The NENA corpus in plain-text markup
Creative Commons Attribution 4.0 International
2 stars 2 forks source link

Multi-Line Emphasis in bar text A37-A40 #1

Closed codykingham closed 4 years ago

codykingham commented 4 years ago

The source file bar text A37-A40.html has several paragraphs that are incorrectly emphasized in the html to .nena conversion:

For example, in The Tale of Nasimo, lines 1–3 become emphasized, even though they are not emphasized in the original .doc file:

(1) *ʾíθwa xa-bráta šə́mma Nasìmo.ˈ Nasìmoˈ wíðɛwa gu-ʾúmra qurbàna,ˈ qa-ṱ-azáwa
qarwàwa.ˈ yomáθa la-palṭàwa,ˈ ma-ṱ-áwa xámθa šapìrta,ˈ káwsa làxxa ṣaléwa.ˈ
ʾiθwála šáwwa xonăwàθa.ˈ mə́ra lá-palṭa xáθən mən-bɛ̀θa.ˈ ʾàxni nablə́xla.ˈ
(2) ʾáni zìlla.ˈ lá-θela jàldeˈ murqə̀lla.ˈ mə́ra xéna ʾána qɛ́mən ʾázən ʾùmra.ˈ
ʾánna xonăwáθa là-θela.ˈ ʾazáwa ʾúmra qa-t-qarwàwa,ˈ dášta ṃaḷyáwa rakáwe
ʾarabàye.ˈ ṃḷíθa dášta ʾarabàye,ˈ ʾə́θyela jlíwəlla muṣə̀lyəlla.ˈ
(3) ʾə́θyɛle xóna díya ʾo-gòṛa,ˈ lɛ́le xə́zyəlla xàθe,ˈ dax-xànum ʾay-tíwta
gu-bɛ́θa.ˈ lá qəm-xazèla.ˈ mə̀re*:ˈ

This seems to be caused by the export from .doc to .html, which has removed the default italic formatting from these lines. Most of the NENA .doc files use italics as the default formatting with regular font to indicate "emphasis" (e.g. non-nena words like proper nouns). This is also true of bar text A37-A40.html. Opening the file in MS word, I have confirmed that lines 1-3 are indeed formatted with italics. But on export, MS Word strips out this formatting for these lines, causing them to be read as unformatted, and hence "emphasis". I have also reproduced this behavior with a fresh html export.

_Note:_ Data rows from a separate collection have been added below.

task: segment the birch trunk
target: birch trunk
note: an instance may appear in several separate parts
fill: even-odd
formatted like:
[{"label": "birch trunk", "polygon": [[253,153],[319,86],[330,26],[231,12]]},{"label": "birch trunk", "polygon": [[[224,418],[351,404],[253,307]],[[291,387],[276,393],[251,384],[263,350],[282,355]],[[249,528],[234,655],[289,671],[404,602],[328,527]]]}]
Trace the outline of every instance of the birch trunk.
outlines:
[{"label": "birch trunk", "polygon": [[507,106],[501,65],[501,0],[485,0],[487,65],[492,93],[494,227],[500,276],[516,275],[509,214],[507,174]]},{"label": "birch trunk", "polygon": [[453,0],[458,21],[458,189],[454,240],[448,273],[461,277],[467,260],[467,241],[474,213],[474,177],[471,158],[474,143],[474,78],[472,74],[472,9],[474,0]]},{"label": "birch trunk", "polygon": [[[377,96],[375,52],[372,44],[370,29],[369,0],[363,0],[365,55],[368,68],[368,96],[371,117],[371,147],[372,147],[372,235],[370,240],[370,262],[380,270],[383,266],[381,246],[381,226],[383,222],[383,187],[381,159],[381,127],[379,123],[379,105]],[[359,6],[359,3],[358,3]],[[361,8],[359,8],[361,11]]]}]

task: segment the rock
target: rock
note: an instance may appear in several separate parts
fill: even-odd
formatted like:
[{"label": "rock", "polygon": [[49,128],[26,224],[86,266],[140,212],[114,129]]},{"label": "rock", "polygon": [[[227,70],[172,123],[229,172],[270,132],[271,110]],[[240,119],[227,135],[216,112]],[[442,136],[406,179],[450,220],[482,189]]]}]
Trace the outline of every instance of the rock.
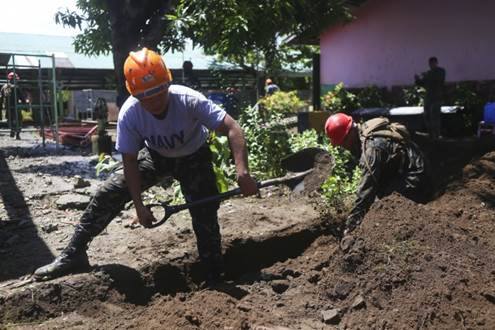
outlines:
[{"label": "rock", "polygon": [[353,245],[354,245],[354,237],[351,235],[344,236],[340,241],[340,249],[343,252],[349,251]]},{"label": "rock", "polygon": [[198,326],[198,327],[201,325],[201,321],[200,321],[200,320],[199,320],[199,318],[198,318],[197,316],[195,316],[195,315],[192,315],[192,314],[190,314],[190,313],[187,313],[187,314],[185,315],[185,318],[186,318],[186,320],[188,320],[188,321],[189,321],[189,323],[191,323],[192,325],[195,325],[195,326]]},{"label": "rock", "polygon": [[42,225],[41,226],[41,230],[43,230],[45,233],[51,233],[51,232],[54,232],[54,231],[57,231],[58,230],[58,225],[56,224],[53,224],[53,223],[49,223],[49,224],[46,224],[46,225]]},{"label": "rock", "polygon": [[60,196],[57,199],[56,204],[59,210],[76,209],[84,210],[89,204],[90,198],[85,195],[68,194]]},{"label": "rock", "polygon": [[301,276],[301,272],[287,268],[287,269],[284,269],[284,271],[282,272],[282,276],[283,277],[292,276],[293,278],[297,278],[297,277]]},{"label": "rock", "polygon": [[495,304],[495,294],[493,292],[483,292],[481,295],[492,304]]},{"label": "rock", "polygon": [[329,295],[333,299],[345,299],[351,293],[352,289],[354,289],[353,283],[342,281],[335,284]]},{"label": "rock", "polygon": [[317,271],[311,271],[309,273],[308,282],[311,284],[316,284],[320,281],[320,274]]},{"label": "rock", "polygon": [[89,157],[88,163],[89,163],[89,165],[94,166],[94,165],[98,164],[99,160],[100,160],[100,157],[98,155],[91,156],[91,157]]},{"label": "rock", "polygon": [[287,280],[275,280],[271,282],[273,291],[276,293],[284,293],[289,288],[289,281]]},{"label": "rock", "polygon": [[74,189],[86,188],[91,186],[91,182],[89,182],[88,180],[84,180],[79,175],[75,175],[74,179],[75,179]]},{"label": "rock", "polygon": [[340,322],[340,309],[334,308],[321,312],[321,318],[326,324],[338,324]]},{"label": "rock", "polygon": [[366,307],[366,302],[364,301],[364,297],[359,295],[352,302],[351,309],[361,309]]},{"label": "rock", "polygon": [[249,312],[252,307],[246,303],[240,303],[239,305],[237,305],[237,309],[241,312]]}]

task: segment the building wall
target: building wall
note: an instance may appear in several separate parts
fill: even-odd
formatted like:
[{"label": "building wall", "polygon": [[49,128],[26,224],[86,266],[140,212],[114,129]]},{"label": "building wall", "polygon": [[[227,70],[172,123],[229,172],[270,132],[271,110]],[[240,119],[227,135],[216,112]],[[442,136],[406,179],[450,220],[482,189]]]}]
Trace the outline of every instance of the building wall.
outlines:
[{"label": "building wall", "polygon": [[321,35],[321,83],[410,85],[436,56],[447,81],[495,79],[495,1],[368,0]]}]

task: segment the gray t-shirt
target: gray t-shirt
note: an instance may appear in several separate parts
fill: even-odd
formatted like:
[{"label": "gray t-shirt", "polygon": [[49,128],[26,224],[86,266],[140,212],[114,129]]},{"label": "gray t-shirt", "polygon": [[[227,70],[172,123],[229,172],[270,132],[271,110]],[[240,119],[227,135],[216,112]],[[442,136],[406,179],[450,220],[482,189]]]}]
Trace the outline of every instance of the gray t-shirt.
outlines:
[{"label": "gray t-shirt", "polygon": [[137,154],[143,143],[164,157],[182,157],[194,153],[215,130],[226,112],[195,90],[170,85],[168,111],[157,119],[130,96],[122,105],[117,121],[115,148],[121,153]]}]

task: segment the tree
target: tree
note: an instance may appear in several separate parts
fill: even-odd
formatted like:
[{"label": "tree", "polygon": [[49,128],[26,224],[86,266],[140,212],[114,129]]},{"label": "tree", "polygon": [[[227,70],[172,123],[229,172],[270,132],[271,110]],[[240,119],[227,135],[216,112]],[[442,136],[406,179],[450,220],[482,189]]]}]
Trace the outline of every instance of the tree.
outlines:
[{"label": "tree", "polygon": [[86,55],[112,51],[119,106],[128,95],[123,68],[129,51],[138,47],[157,49],[167,31],[165,14],[170,0],[78,0],[77,12],[67,9],[55,14],[55,21],[79,28],[76,52]]},{"label": "tree", "polygon": [[[276,74],[284,64],[309,60],[303,46],[284,40],[319,32],[351,18],[345,0],[179,0],[174,22],[179,39],[190,38],[207,54],[233,62],[247,71]],[[308,64],[308,63],[306,63]]]},{"label": "tree", "polygon": [[[186,38],[256,74],[276,74],[284,64],[309,63],[309,49],[284,42],[318,35],[330,24],[351,18],[351,0],[78,0],[78,12],[59,11],[56,22],[82,29],[77,52],[113,51],[119,99],[127,95],[123,63],[130,50],[146,46],[180,50]],[[360,0],[352,1],[360,2]],[[170,24],[173,23],[173,24]],[[304,61],[303,61],[304,62]]]}]

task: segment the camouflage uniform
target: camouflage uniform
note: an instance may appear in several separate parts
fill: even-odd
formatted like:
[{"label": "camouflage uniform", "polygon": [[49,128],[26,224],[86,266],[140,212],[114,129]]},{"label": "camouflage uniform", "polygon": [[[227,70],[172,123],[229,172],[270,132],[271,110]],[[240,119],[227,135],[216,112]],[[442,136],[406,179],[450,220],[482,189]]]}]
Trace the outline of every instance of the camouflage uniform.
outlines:
[{"label": "camouflage uniform", "polygon": [[347,219],[349,230],[361,223],[377,196],[382,198],[396,191],[416,202],[429,198],[428,166],[412,141],[369,137],[362,144],[359,165],[363,176]]},{"label": "camouflage uniform", "polygon": [[25,99],[24,93],[20,88],[8,82],[4,84],[0,89],[0,99],[1,99],[0,112],[1,112],[1,108],[5,109],[5,118],[9,123],[10,136],[14,137],[15,135],[17,138],[19,138],[19,134],[21,132],[22,114],[19,109],[16,109],[16,103],[17,100]]},{"label": "camouflage uniform", "polygon": [[438,139],[441,125],[440,115],[443,101],[443,88],[445,84],[445,69],[436,67],[422,74],[416,81],[426,90],[424,100],[424,120],[430,138]]},{"label": "camouflage uniform", "polygon": [[[193,154],[179,158],[165,158],[151,149],[142,149],[138,157],[142,190],[172,177],[180,182],[187,202],[218,194],[211,160],[212,155],[207,144]],[[120,168],[92,198],[65,252],[77,254],[86,250],[88,243],[108,226],[130,200],[131,195]],[[190,209],[199,256],[208,268],[207,271],[217,271],[222,267],[217,218],[219,205],[219,202],[211,202]]]}]

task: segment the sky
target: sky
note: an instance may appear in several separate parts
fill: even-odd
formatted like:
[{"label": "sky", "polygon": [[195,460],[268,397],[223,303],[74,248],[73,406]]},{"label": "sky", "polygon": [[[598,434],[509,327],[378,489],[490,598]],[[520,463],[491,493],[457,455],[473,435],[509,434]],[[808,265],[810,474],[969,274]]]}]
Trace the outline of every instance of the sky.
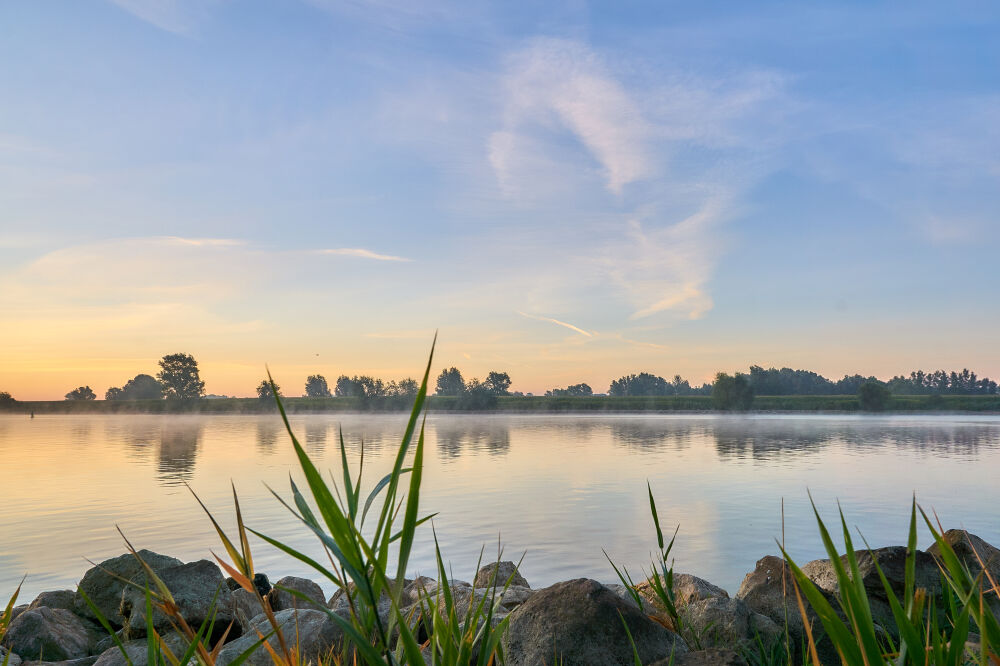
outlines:
[{"label": "sky", "polygon": [[0,3],[0,390],[1000,376],[990,2]]}]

One possible cause may be that lines 1–3 are marked as US English:

41    <p lang="en-US"

whereas the rest of the document is encoded as en-GB. However, this is true of other files (e.g. bar text a26.html), which do not suffer from this problem. So this may be caused by a more obscure formatting setting in this particular file.

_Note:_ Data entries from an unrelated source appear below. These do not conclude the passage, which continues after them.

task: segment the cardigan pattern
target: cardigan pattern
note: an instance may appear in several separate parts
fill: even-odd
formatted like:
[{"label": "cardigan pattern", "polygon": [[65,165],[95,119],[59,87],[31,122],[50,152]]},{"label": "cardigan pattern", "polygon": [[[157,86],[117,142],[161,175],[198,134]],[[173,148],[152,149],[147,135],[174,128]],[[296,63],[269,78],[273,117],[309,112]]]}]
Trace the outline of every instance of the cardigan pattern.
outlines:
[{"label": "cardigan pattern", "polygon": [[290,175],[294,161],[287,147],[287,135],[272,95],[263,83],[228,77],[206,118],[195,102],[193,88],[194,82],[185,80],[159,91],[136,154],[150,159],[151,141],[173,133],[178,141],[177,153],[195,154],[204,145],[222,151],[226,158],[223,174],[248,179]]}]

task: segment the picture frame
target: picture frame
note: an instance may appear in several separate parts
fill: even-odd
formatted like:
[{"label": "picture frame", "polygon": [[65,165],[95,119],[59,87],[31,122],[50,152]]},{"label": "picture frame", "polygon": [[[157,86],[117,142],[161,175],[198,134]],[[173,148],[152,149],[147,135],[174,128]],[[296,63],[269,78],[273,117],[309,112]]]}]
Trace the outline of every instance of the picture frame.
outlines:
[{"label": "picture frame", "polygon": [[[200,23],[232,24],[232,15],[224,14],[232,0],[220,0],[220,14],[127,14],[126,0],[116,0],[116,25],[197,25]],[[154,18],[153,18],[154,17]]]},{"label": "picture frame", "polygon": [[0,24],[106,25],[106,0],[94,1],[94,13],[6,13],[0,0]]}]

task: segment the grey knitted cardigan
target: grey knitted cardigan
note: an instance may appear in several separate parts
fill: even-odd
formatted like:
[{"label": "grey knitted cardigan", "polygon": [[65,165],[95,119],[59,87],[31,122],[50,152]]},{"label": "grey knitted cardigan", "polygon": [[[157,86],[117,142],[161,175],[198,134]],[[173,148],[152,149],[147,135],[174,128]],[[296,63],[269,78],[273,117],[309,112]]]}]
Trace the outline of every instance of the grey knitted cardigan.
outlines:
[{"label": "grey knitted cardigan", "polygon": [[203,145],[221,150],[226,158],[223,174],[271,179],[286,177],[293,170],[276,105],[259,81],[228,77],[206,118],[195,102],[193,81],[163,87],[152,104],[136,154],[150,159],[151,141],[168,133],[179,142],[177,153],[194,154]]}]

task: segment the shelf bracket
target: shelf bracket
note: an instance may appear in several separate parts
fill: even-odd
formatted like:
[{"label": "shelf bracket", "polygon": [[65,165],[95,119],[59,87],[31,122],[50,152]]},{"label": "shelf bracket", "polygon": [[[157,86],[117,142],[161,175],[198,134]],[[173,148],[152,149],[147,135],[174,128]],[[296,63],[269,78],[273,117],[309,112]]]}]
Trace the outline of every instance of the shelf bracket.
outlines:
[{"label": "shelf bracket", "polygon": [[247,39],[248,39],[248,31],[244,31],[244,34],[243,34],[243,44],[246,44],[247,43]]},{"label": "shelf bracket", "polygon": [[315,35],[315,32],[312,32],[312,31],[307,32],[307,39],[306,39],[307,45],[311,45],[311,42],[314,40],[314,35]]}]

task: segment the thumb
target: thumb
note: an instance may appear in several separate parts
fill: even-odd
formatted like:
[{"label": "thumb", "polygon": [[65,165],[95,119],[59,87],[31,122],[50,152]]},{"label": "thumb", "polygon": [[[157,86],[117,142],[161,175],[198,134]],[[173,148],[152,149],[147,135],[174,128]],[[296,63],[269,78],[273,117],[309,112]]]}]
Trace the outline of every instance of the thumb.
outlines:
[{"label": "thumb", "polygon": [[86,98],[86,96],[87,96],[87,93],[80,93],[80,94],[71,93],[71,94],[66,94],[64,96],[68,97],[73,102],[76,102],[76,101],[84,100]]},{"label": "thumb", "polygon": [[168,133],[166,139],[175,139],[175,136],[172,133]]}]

I am not yet sure where else this problem may occur.

codykingham commented 4 years ago

This issue can be solved by making a separate configuration dict for this file in convert.py.

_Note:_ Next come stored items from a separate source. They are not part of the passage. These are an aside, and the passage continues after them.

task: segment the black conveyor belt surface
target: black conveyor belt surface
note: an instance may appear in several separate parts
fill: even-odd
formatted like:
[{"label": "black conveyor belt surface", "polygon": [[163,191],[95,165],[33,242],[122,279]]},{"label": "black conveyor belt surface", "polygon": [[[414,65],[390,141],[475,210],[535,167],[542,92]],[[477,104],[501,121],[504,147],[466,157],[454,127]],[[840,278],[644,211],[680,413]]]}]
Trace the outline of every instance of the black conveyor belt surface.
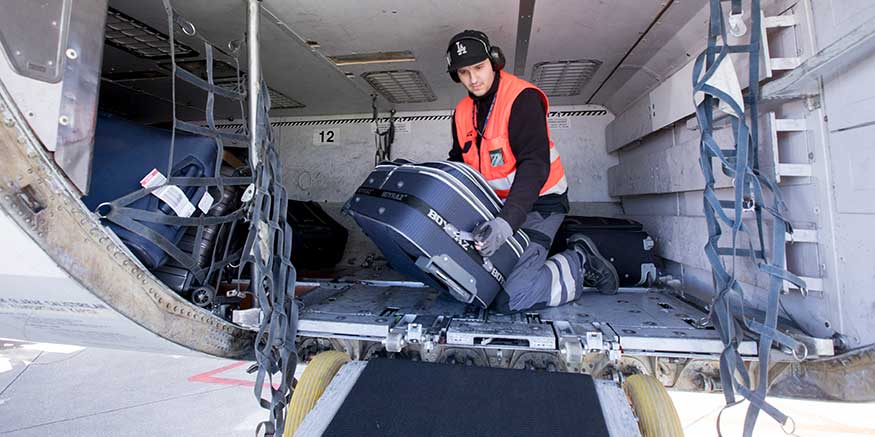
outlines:
[{"label": "black conveyor belt surface", "polygon": [[589,375],[378,359],[325,436],[607,436]]}]

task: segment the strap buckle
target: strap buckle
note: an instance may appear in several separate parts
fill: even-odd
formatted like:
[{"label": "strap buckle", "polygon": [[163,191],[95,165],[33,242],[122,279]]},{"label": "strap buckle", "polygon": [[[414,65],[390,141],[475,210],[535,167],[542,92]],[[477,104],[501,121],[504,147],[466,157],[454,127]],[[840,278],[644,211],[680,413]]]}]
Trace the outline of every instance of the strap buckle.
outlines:
[{"label": "strap buckle", "polygon": [[97,205],[97,208],[94,208],[94,213],[97,214],[98,217],[105,219],[109,217],[113,206],[112,202],[103,202],[100,205]]},{"label": "strap buckle", "polygon": [[747,33],[747,26],[744,24],[744,11],[739,11],[738,14],[729,13],[729,33],[736,38]]},{"label": "strap buckle", "polygon": [[[787,430],[787,423],[790,423],[790,425],[792,425],[792,428],[790,428],[790,430]],[[786,435],[794,435],[795,436],[796,435],[796,421],[793,420],[792,417],[787,416],[787,422],[784,422],[781,424],[781,431],[784,431],[784,434],[786,434]]]},{"label": "strap buckle", "polygon": [[[799,355],[800,349],[802,350],[801,356]],[[799,342],[799,345],[797,347],[792,348],[792,351],[793,351],[793,358],[796,361],[802,362],[802,361],[805,361],[806,359],[808,359],[808,346],[805,343]],[[793,426],[793,429],[794,430],[796,429],[795,424]]]},{"label": "strap buckle", "polygon": [[444,231],[456,240],[474,241],[473,233],[459,230],[459,228],[451,223],[447,223],[444,226]]}]

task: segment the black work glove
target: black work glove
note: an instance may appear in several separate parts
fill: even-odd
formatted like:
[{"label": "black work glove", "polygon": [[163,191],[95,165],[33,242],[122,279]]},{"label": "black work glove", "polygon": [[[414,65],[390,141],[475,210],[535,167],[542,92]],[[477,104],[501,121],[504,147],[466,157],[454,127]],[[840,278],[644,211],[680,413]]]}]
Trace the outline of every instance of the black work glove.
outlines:
[{"label": "black work glove", "polygon": [[492,256],[513,235],[513,229],[503,218],[496,217],[477,226],[472,234],[474,247],[480,251],[480,254]]}]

codykingham commented 4 years ago

The result will be that we lose any potential emphasis in this file. But there does not appear to be any valid ones anyway.

codykingham commented 4 years ago

Done. bar text A37-A40 has been fixed by ignoring emphasis is that document. There do not appear to be foreign terms marked in the document. So this is not a problem.